While on the move...
Despite the stiff penalty for taking or making calls on cell phones while on the move, one finds many drivers indulging in this practice.
COLLEGE ROAD in Chennai was dense with traffic, tight as a column of infantry soldiers. As a motorcyclist throbbed past, his right palm riding the throttle with greater vigour than his right foot the brake, music from his pocket filled the air. Pompously he guided the aerodynamically designed two-wheeler by the sidewalk and in one fluid motion discarded his stability on the bike. He grabbed the mobile hand set from the pocket and took the call.
When he didn't hear anything, he raised the decibel level of his appeal to drown the traffic's random, discordant orchestra that trailed like the faithful train of a bride's wedding gown. He tried to push his sleek set through the helmet to reach his ear, but couldn't tele-transport it. He realised soon that he was wearing his crash helmet.
Obviously he didn't have a hands-free attachment, some of which look like a simple earphone but with a bulge in the wire to hold the microphone assembly, or the more trend-setting types, similar to sets which grace the heads of engineers at a space mission control centre.
He wriggled his head out of the helmet and sat astride his parked bike, facing the on-coming traffic and waited for the disappointed caller to dial his number again. He peered again and again into the rear view mirror and combed his hair with the fingers. Soon the frustration of the electronic age youth showed, for his face had distorted like a reflection scrambled by the ripples on the surface of a pond.

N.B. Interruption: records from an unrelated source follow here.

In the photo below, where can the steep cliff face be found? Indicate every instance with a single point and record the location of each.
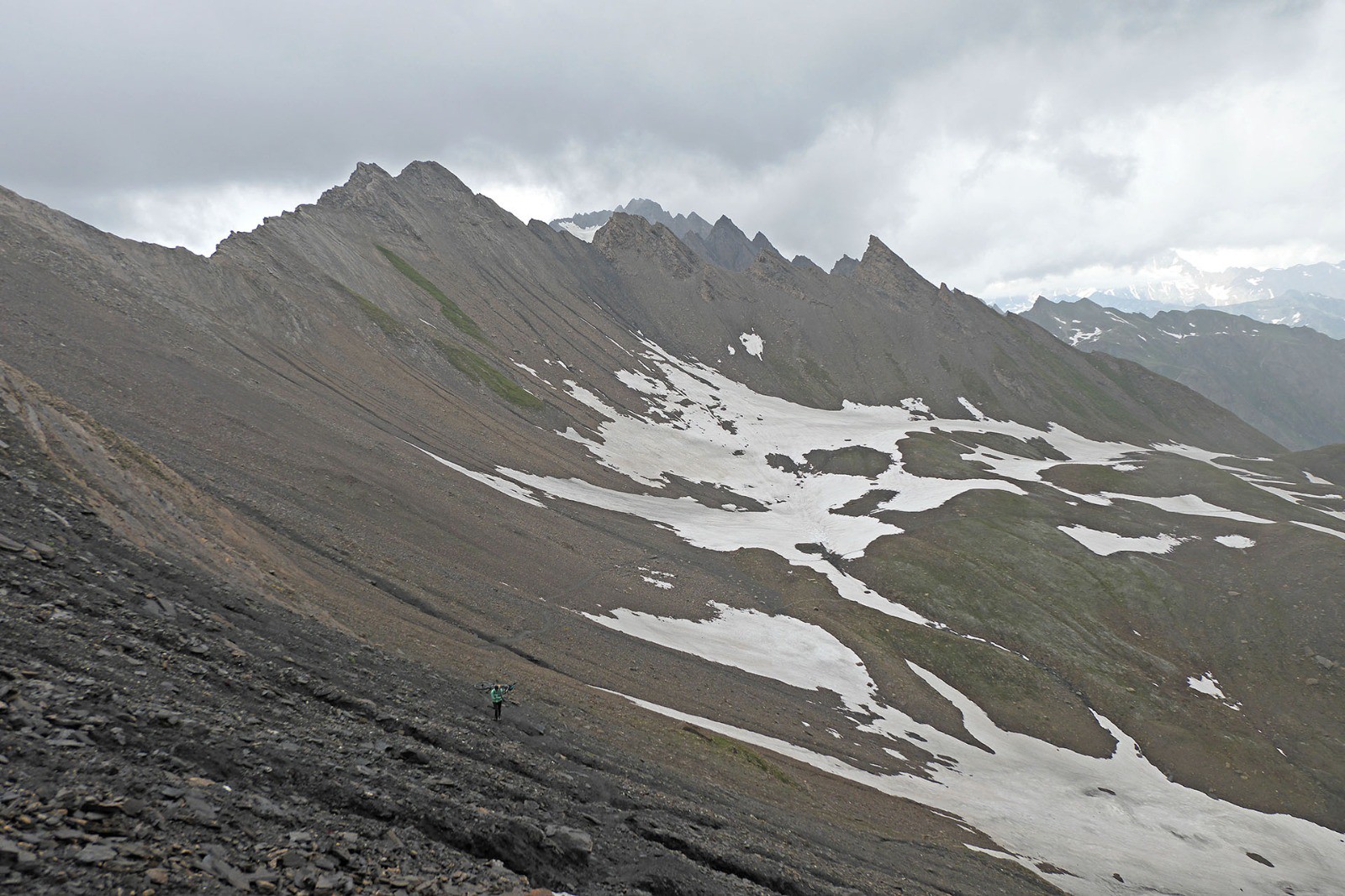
(1282, 380)
(501, 448)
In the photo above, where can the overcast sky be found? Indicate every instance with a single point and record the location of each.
(997, 145)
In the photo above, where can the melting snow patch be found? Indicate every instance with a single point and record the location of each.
(973, 409)
(504, 486)
(1207, 683)
(1190, 506)
(1321, 529)
(1106, 542)
(802, 654)
(1242, 542)
(915, 405)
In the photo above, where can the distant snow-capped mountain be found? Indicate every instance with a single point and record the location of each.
(1298, 296)
(1279, 378)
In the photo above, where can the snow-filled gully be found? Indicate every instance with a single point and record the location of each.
(1113, 825)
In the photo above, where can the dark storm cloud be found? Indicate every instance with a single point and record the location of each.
(936, 125)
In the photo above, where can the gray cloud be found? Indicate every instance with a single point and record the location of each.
(985, 141)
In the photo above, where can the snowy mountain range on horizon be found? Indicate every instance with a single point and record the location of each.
(1170, 282)
(1308, 295)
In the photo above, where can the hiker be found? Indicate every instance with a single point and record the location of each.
(498, 697)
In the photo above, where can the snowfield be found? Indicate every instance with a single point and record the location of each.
(1091, 817)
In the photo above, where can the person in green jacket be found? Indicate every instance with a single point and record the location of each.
(498, 697)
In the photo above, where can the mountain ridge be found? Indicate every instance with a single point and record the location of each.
(869, 463)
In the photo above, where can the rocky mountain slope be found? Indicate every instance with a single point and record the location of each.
(1281, 380)
(856, 555)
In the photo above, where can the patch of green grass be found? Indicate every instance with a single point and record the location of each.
(741, 751)
(452, 313)
(481, 370)
(381, 318)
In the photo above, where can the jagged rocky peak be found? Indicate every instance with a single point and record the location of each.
(885, 269)
(762, 244)
(845, 266)
(806, 264)
(430, 178)
(725, 245)
(360, 187)
(632, 237)
(370, 185)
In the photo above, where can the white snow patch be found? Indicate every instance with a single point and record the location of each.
(504, 486)
(972, 409)
(1079, 335)
(1241, 542)
(915, 405)
(1190, 506)
(1106, 542)
(1091, 817)
(583, 233)
(800, 654)
(1207, 683)
(1322, 529)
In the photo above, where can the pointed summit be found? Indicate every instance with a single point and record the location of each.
(430, 178)
(725, 245)
(885, 269)
(845, 266)
(360, 187)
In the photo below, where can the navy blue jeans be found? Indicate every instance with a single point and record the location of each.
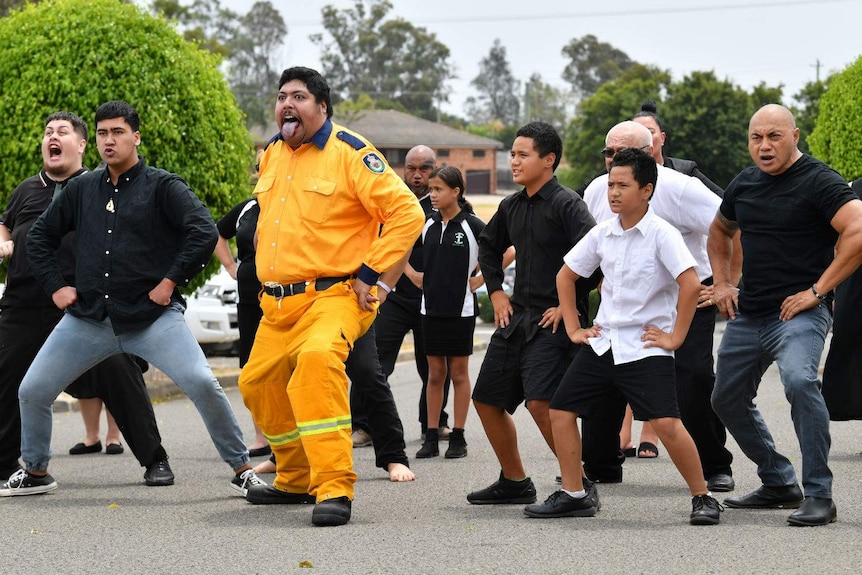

Despite the stiff penalty for taking or making calls on the cellular phone while on the move, you will find many drivers nestling the handset between the head and the shoulder while the hands attempt to guide the vehicle safely across a traffic signal. It happens everyday right under the nose of traffic police constables who are perched helplessly above and armed with only a pen and a notebook to make B-diary entries. Obviously the implementation of the rules is tardy. You will find jaywalkers who chat on their mobile phones while crossing the road at, for instance, the busy Binny Road-Anna Salai junction, where constables struggle to stall the impatient traffic for a while.
Then there are those who have hands-free sets plugged into their ears, and who continue to chat, unfazed either by the ire of impatient drivers behind or the fact that talking on the mobile phone while driving could endanger oneself or other road users.
Drivers in Chennai being as insensitive as they are, the practice continues to this day and mobile phone owners love to scream their heads off at times to be heard above the roar of a bus in the hands of an impatient driver at a signal.
Can the mobile phone owners, who are road users at some point of time everyday, be blamed for using mobile phones? They have the right to use a mobile phone, but they also have the duty to use these handsets more responsibly. What are the options open to motorised two-wheeler riders?
Using a hands-free set makes more sense, particularly if one uses a crash helmet. That a helmet on an average protects the head in case of a mishap is a fact all neurosurgeons swear by. Using a hands-free set does not make you immune to the rules valid today. The law prohibits you from using the mobile phone as long as the wheels of your vehicle are rolling. You are free to take or make a call after you stop your vehicle by the side of the road. The law does not state that you cannot stop in the middle of the road to use your mobile phone, but if you wish to convince yourself of how brave you are, you may unwittingly be writing your own blank epitaph. After all, you do not enjoy the traffic privileges of the bovine species.
Some people insist that since the law does not prohibit drivers from chatting with fellow passengers, there should be no objection if drivers whisper into a mobile phone that has an attached hands-free set. There is a significant difference between chatting on the phone and doing so face-to-face. One is usually more focussed when speaking on the phone. Haven't you noticed a person lost in a conversation on the phone, and completely unresponsive to your flapping hands and silent attempts to draw the person's attention to some fact that you wish to convey to the other end? The more important issue is, there is no point in arguing for or against the law.
There is another constitutional authority that reserves the right to contemplate on the validity of a law. So, as long as the law is not amended, its provisions remain unassailable.
The claim that crash helmets ruin the groomed locks; feel too heavy for comfort; are too bulky to carry around; or that visors create an additional glare at night; are impossible to handle, especially the chin-protecting types, if you wear frameless or rimless aids to compensate for poor eyesight, and suddenly need to sip water or some cool beverage quickly... are observations which cannot be dismissed perfunctorily.
That crash helmets can be deadweight on the head may have some validity, but doesn't it make more sense to carry the head load and nurse that word than robbing it of its weight?